In 1932 he became an assistant to Oleksa Novakivskyi, and in 1939 he began working as a professor of art at the Theological Academy in Lviv.

In 1945, he moved to Germany, where he sang in the emigrant choir "Surma". In 1949, he emigrated to the United States. In 1967, 1972–1975, he was in Rome, where he painted 6 portraits for Patriarch Josyf Slipyj, completed a stained-glass window project for the Santi Sergio e Bacco, as well as three projects for the mosaic decoration of the pediment of Santa Sofia a Via Boccea. He also painted 45 landscapes of Rome and its surroundings.

Art historian Dariia Darevych notes that Mykhailo Moroz in his late painting moved in the direction of abstract expressionism, which dominated America at the time, thus fitting Ukrainian art into the global context.

He died on 27 September 1992 in the borough of Staten Island, New York. He is buried in Bound Brook, New Jersey, the U.S.

==Creativity==
In 1925, he began participating in exhibitions. His personal exhibitions took place in Lviv (1925, 1934, 1942–1943), Kyiv (1941), Munich (1946), Regensburg (1947–1948; both in Germany), Miami (Florida, USA, 1954), New York (1959–1963, 1981, 1990), Paris (1961–1962), Toronto (1964), Philadelphia (Pennsylvania, USA, 1991) and Ternopil (1997).

In 1952, 14 paintings stored in the National Museum of Lviv were destroyed. Some of the works were transferred by Moroz's widow to the Ukrainian Museum in New York.

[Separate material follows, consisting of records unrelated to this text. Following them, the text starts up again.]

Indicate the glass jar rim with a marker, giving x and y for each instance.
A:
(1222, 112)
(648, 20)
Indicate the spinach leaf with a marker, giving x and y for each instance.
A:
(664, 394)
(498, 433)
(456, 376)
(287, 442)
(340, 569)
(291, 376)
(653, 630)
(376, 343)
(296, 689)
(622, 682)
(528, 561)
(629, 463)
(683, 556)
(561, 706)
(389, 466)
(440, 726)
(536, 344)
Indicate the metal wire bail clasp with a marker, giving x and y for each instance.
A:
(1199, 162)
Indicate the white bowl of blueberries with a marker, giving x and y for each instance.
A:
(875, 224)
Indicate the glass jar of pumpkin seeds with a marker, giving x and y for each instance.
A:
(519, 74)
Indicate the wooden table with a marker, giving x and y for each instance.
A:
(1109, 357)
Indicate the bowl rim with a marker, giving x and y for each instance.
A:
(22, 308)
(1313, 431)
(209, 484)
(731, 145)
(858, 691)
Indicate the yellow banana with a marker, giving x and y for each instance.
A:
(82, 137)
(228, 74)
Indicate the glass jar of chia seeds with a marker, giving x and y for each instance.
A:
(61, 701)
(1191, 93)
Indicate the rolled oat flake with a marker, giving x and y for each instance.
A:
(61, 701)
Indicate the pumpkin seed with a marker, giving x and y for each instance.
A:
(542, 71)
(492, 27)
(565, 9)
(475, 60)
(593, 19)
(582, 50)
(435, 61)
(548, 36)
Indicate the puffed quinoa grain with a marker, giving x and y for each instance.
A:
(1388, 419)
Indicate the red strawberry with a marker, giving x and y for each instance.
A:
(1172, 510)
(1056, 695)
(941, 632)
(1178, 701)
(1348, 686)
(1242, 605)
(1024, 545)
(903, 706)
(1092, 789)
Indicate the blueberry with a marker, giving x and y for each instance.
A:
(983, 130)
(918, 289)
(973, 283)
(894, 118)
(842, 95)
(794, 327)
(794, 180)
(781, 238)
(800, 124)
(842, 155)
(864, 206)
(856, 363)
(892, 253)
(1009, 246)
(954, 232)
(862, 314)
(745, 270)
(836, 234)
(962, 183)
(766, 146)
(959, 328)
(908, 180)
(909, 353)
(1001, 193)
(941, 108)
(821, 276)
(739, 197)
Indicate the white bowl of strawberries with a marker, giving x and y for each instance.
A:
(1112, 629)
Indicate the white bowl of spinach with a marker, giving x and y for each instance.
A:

The works of Moroz include portraits, expressionist landscapes, and still lifes, among others: "Kosmatskyi vodospad" (1926), "Kosmatska richka Pistynka" (1927), "Hutsulskyi peizazh" (1930s.), "Avtoportret" (1932), "Andrei Sheptytskyi pid chas Sluzhby Bozhoi" (1937), "Materynstvo (Druzhyna z synom)" (1944), "Poluden nad Dunaiem" (1949), "Morskyi prybii. Buria" (1961), "Ukrainska tserkva v Hanteri" (1963), "Hirska symfoniia" (1964), "Druzhyna" (1965), "Arka Tytao", "Kolizei", "Vyd na Monte-Kavo" (all – 1967–1975), "Osinnia symfoniia" (1968), "Morskyi prybii" (1969), "Sobor sv. Sofii u Rymi", "Hutsulka" (both from the 1970s.), "Koliadky" (1970), "Mytropolyt Andrei Sheptytskyi. Molytva" (1972), "Rozhi na synomu tli" (1973), cycle "Tserkva sv. Sofii" (1973–1974), "Kardynal Yosyf Slipyi", "Polovi kvity", "U kvitakh. Monastyr studytiv u Kastel Gandolfo", "Ozero Albano. Kastel Gandolfo" (all – 1974), "Mist i zamok sv. Anhela u Rymi" (1975).